On the User or Group Access page, you define which computers can connect to the WLAN. Select Group and add the STO\Domain Computers group. STO\Domain Computers includes all computers in the domain. You could use a less inclusive group, but don't forget that you're also going to add a certificate requirement, so when you're finished, only computers that are a member of STO\Domain Computers and have a certificate trusted by the IAS server will be able to connect. Click Next. At the Authentication Methods page, you can choose from Protected EAP (PEAP) or Smart Card or other certificate; select the latter and click Configure. In the Smart Card or other Certificate Properties dialog box, you can choose which certificate the IAS server will use to authenticate itself to the client. Select the certificate that your CA issued to the IAS server, and click OK. Back in the wizard, click Next, which brings you to a page that summarizes the remote access policy's details, as Figure 2 shows. Click Finish.

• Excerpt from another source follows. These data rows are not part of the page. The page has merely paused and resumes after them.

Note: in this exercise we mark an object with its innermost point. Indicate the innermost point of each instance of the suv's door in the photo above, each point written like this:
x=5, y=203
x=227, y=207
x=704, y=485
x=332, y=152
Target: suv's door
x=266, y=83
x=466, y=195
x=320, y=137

Next you need to configure the RADIUS client records for your APs so that IAS will recognize them. Still in the Internet Authentication Service snap-in, right-click RADIUS Clients and select New, RADIUS Client. In the New RADIUS Client wizard, enter a friendly name for one of your APs and its IP or DNS address. For this example, I'll call the AP First Floor East and give it the IP address Click Next. On the Additional Information page, select RADIUS Standard as the Client-Vendor. The other information you need to enter on this page is a secret to be shared by the IAS server and the AP. Using this secret, the two systems will be able to authenticate to each other and encrypt data sent between them. Enter the same long, complex string of characters in both the Shared secret and Confirm shared secret fields, and remember or write down the secret for when you configure the AP. Select the Request must contain the Message Authenticator attribute, which causes the IAS server to require the AP to use the shared secret, and click Finish. Repeat this process (with different friendly names and addresses) for the other APs.

The final setup step is to configure your APs to communicate with IAS via RADIUS and to require 802.1x authentication from wireless clients. Most AP vendors provide a tiny Web server on their APs so that you can configure them from a Web browser on your workstation. Each AP's configuration pages will look a little different, but they all require the same basic settings for enabling 802.1x. On your AP, find the page that lets you enable 802.1x authentication. Next, enter the IP address of your IAS server and the shared secret. If the AP asks for a port number, enter 1812. Your AP might also let you enter a second RADIUS server, if available, for fault-tolerance purposes. Finally, configure the AP with the appropriate SSID.

Test Case
Now that everything is set up, it's time to test. First, test WLAN connectivity using a legitimate client--a computer that has the appropriate wireless network policy and a computer certificate from the CA. The computer should connect to the WLAN automatically, and a balloon should appear in the lower right corner of the desktop to indicate a wireless connection. Next, try connecting to the WLAN with an unauthorized client. Make sure the WLAN blocks it. You could also obtain a WLAN sniffer and confirm that your WLAN traffic is indeed encrypted.

If you run into any problems, you can diagnose them from the wireless client, the AP, or the IAS server. On the client, check the System and Security logs for certificate-related error messages. Most APs have a logging feature that you can use for tracking down authentication problems between the client and IAS or RADIUS problems between the AP and IAS. On the IAS server, you can look for errors in the System log as well as in the IAS log at C:\windows\system32\logfiles. The IAS log isn't very readable, but Iasparse does a great job of producing readable reports from the IAS log. To find out more about IAS logging and Iasparse, see "Activating the IAS Log," December 2003, InstantDoc 40571.